A Critique of Interventionism
4. Anti-Marxism and Science
Anti-Marxism fully subscribes to Marxism’s hostility towards capitalism. And it resents Marxism’s political program, especially its presumed internationalism and pacifism. But resentment does not lend itself to scientific work, or even to politics. At best it lends itself to demagoguery.
But for every scientific thinker the objectionable point of Marxism is its theory, which seems to cause no offense to the Anti-Marxist. We have seen how Sombart continues to appreciate Marx as a man of science. The Anti-Marxist merely objects to the political symptoms of the Marxian system, not to its scientific content. He regrets the harm done by Marxian policies to the German people, but is blind to the harm done to German intellectual life by the platitudes and deficiencies of Marxian problems and solutions. Above all, he fails to perceive that political and economic troubles are consequences of this intellectual calamity. He does not appreciate the importance of science for everyday living, and, under the influence of Marxism, believes that “real” power instead of ideas is shaping history.

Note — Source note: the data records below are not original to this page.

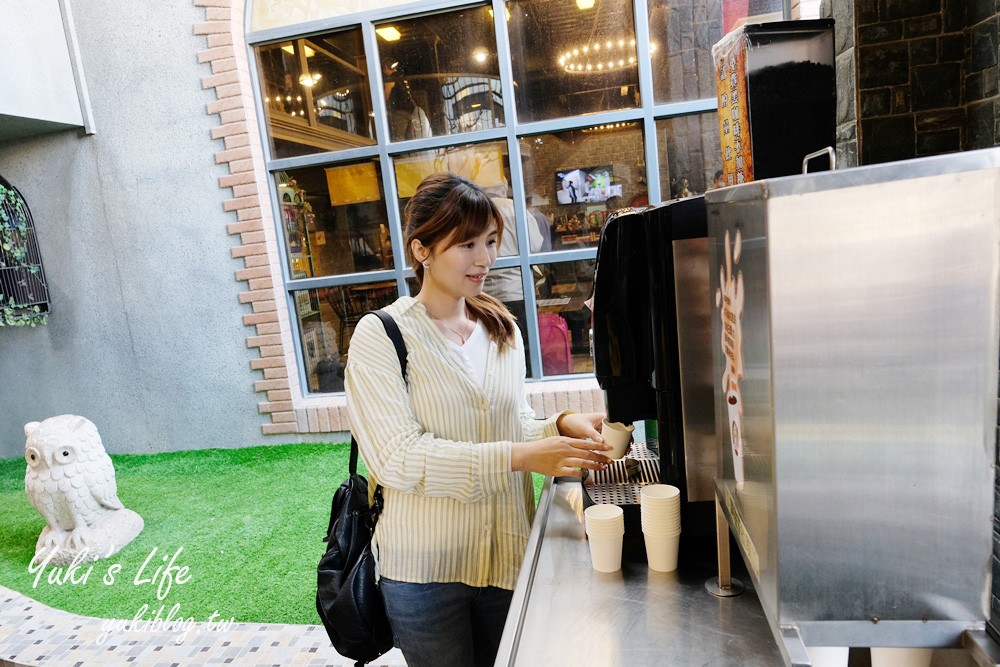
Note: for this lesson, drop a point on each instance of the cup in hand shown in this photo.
(660, 508)
(605, 530)
(618, 435)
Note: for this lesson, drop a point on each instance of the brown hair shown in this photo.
(450, 209)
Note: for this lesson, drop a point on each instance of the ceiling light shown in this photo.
(388, 33)
(309, 79)
(287, 48)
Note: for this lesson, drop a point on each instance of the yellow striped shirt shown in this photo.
(441, 448)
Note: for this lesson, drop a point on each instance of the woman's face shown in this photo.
(460, 269)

We can completely agree with Anti-Marxism that the recovery of Germany must begin with overcoming Marxism. But this overcoming, if it is to be permanent, must be the work of science, not of a political movement that is guided by resentment. German science must free itself of the bonds of Marxism by putting behind it the historicism which for decades has kept it intellectually impotent. It must shed its fear of theory in economics and sociology and get acquainted with the theoretical achievements (even those by Germany) attained during the last generation.

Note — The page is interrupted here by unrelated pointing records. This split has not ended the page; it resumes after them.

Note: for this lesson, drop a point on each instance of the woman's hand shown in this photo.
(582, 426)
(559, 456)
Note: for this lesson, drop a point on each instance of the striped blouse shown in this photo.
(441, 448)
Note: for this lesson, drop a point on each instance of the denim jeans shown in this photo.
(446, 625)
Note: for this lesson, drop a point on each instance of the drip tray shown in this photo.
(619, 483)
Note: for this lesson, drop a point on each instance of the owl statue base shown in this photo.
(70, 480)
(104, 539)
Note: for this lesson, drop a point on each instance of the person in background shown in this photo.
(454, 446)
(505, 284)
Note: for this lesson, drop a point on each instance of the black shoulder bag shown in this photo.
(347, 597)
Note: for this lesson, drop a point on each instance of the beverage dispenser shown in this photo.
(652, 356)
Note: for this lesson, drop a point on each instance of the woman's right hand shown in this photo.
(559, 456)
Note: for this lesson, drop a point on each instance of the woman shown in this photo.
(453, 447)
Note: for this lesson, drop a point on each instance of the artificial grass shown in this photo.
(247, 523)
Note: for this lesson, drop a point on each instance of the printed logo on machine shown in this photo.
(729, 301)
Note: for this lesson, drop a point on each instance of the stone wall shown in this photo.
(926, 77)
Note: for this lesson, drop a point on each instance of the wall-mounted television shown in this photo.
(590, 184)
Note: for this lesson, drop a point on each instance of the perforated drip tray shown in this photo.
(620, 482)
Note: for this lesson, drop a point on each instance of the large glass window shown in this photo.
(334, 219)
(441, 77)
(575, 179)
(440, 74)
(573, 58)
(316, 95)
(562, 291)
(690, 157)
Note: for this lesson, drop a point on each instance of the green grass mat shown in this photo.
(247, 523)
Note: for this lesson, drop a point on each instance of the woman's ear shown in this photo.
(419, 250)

Carl Menger’s statements of more than forty years ago on modern German economic literature are still valid today and apply to all the social sciences: “Scarcely noticed abroad, and barely understandable abroad on account of its peculiar tendencies, German economics for decades has remained untouched by serious opponents. With unflinching confidence in its own methods it often has lacked serious self-criticism. He who pursued another direction in Germany was ignored, not refuted.”42 Only a thorough study of the works of German and foreign sociology differing from etatism and historicism could help to extricate it from the deadlock of prevailing doctrine in Germany. German science would not be the only beneficiary. Great problems await their solution that cannot be achieved without German cooperation. Again in the words of Menger: “All great civilized nations have their .particular mission in the unfolding of science. Each aberration of a sizeable number of scholars of one nation leaves a gap in the development of scientific knowledge. Economics, too, cannot do without the singleminded cooperation of the German mind.”43
Above all, German science must make a proper assessment of the importance of Marxism. It is true, the Marxists and Anti-Marxists greatly overestimate Marxism as a scientific system. But also those who deny Marx as the first harbinger of the substance of the Marxian doctrine raise no objection against the validity of the doctrine itself. Only he who can see the world without Marxian blinders may approach the great problems of sociology. Only when German science has freed itself from the Marxian errors in which it is enmeshed today, then, and only then, will the power of Marxist slogans disappear from political life.